Don't pitch

April 01, 2010

Last week I read this article on ReadWriteWeb that advises a startup to "Give It to Them Straight: Avoid "Pitching" to Your Board." The article explains how it can be bad to exaggerate your product and cover up problems that you are experiencing in development:

"VCs hear bad news all the time — it is part of the startup process and part of the VC job description," says Hirshland. "Any VC worth his or her salt should respond to bad news, provided it is shared in a timely fashion, by helping the entrepreneur figure out the best way to respond rather than dwelling on what went wrong."

To which I must respond: no shit! We all hear bad news all the time. Get is straight, a "pitch" is a lie plus hubris. None of us want to be lied to. Would it be that hard to just tell everyone on your project the truth about what your software does and how the development process is going?

It's incredible to me that we have created a world in which this has to be pointed out: don't delude your closest supporters. It's indicative of the fact that developer culture has become the domain of hucksters and charlatans.
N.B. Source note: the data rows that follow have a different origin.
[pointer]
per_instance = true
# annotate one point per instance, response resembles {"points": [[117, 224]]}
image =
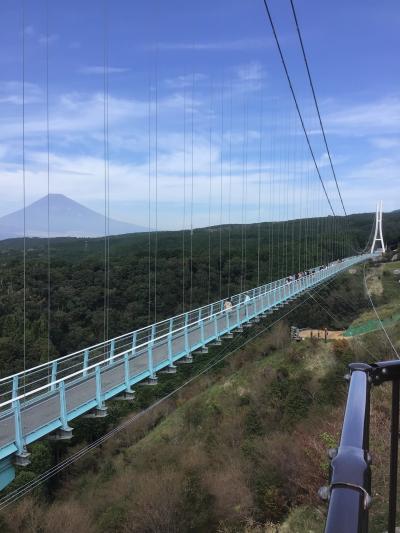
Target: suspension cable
{"points": [[297, 105], [48, 188], [316, 103], [24, 188]]}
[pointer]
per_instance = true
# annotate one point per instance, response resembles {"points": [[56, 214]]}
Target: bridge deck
{"points": [[45, 398]]}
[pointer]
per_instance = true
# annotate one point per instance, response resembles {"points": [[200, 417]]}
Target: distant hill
{"points": [[67, 219]]}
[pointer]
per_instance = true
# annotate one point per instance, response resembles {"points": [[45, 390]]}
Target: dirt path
{"points": [[306, 334]]}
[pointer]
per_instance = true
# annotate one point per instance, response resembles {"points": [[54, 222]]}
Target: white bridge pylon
{"points": [[378, 236]]}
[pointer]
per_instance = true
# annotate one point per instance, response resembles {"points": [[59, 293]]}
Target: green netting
{"points": [[370, 325]]}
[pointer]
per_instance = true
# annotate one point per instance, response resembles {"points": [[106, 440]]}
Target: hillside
{"points": [[78, 272], [67, 218], [242, 449]]}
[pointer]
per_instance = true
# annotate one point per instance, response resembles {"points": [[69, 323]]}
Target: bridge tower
{"points": [[378, 236]]}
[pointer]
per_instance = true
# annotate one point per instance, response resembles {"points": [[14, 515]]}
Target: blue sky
{"points": [[215, 67]]}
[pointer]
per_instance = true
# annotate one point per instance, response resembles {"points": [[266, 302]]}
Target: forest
{"points": [[151, 276]]}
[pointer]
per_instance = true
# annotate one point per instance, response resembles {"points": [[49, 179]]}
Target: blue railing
{"points": [[45, 398], [349, 489]]}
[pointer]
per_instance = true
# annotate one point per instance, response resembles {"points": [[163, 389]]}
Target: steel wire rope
{"points": [[18, 493], [192, 190], [149, 132], [156, 182], [298, 168], [221, 188], [48, 188], [210, 190], [243, 194], [184, 198], [230, 187], [259, 186], [283, 61], [316, 103], [23, 190], [286, 193], [272, 183]]}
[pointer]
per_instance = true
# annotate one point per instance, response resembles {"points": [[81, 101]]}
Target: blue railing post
{"points": [[170, 352], [203, 340], [126, 374], [19, 440], [112, 351], [15, 387], [216, 326], [186, 333], [150, 352], [63, 406], [85, 361], [53, 374], [134, 342], [99, 396]]}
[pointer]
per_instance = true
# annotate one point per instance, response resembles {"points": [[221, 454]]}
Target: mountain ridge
{"points": [[68, 218]]}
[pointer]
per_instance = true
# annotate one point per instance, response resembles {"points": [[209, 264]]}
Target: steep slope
{"points": [[241, 450], [67, 218]]}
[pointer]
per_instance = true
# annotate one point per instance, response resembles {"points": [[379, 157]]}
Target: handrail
{"points": [[349, 489], [280, 282], [52, 380]]}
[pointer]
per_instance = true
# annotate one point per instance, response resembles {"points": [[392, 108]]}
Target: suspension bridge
{"points": [[42, 400]]}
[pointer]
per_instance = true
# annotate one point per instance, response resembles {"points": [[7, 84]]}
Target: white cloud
{"points": [[252, 71], [99, 69], [11, 93], [369, 118], [235, 45], [386, 143], [43, 39]]}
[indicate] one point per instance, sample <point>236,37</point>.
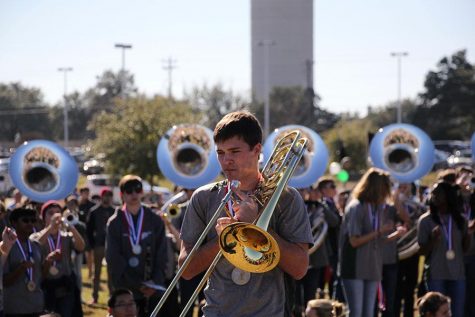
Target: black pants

There is a deeply manipulative and delusional culture at work here, and let's be clear there is absolutely no room for it in nonprofit and humanitarian technology.

Read the language around a tech conference like TechCrunch Disrupt, where hundreds of startups come to fetishize themselves as combatants on a "startup battlefield." From their own words, it sounds like an joyous exercise in self-delusion: "It'll be a little bit like pitching a top VC, except it will be done live on stage in front of thousands."

Is it so crazy to imagine a conference where we are all honest about what our software actually does, and they types of frustrating issues that we are facing in development? Then we could join hands and sing songs, I guess.

It sounds unrealistic because, you get pitched everywhere. In software development the art of lying has become pervasive. Developers pitch their funders, their users, and anyone who will listen. And really developers are just pitching themselves, delusional about what their products are capable of doing.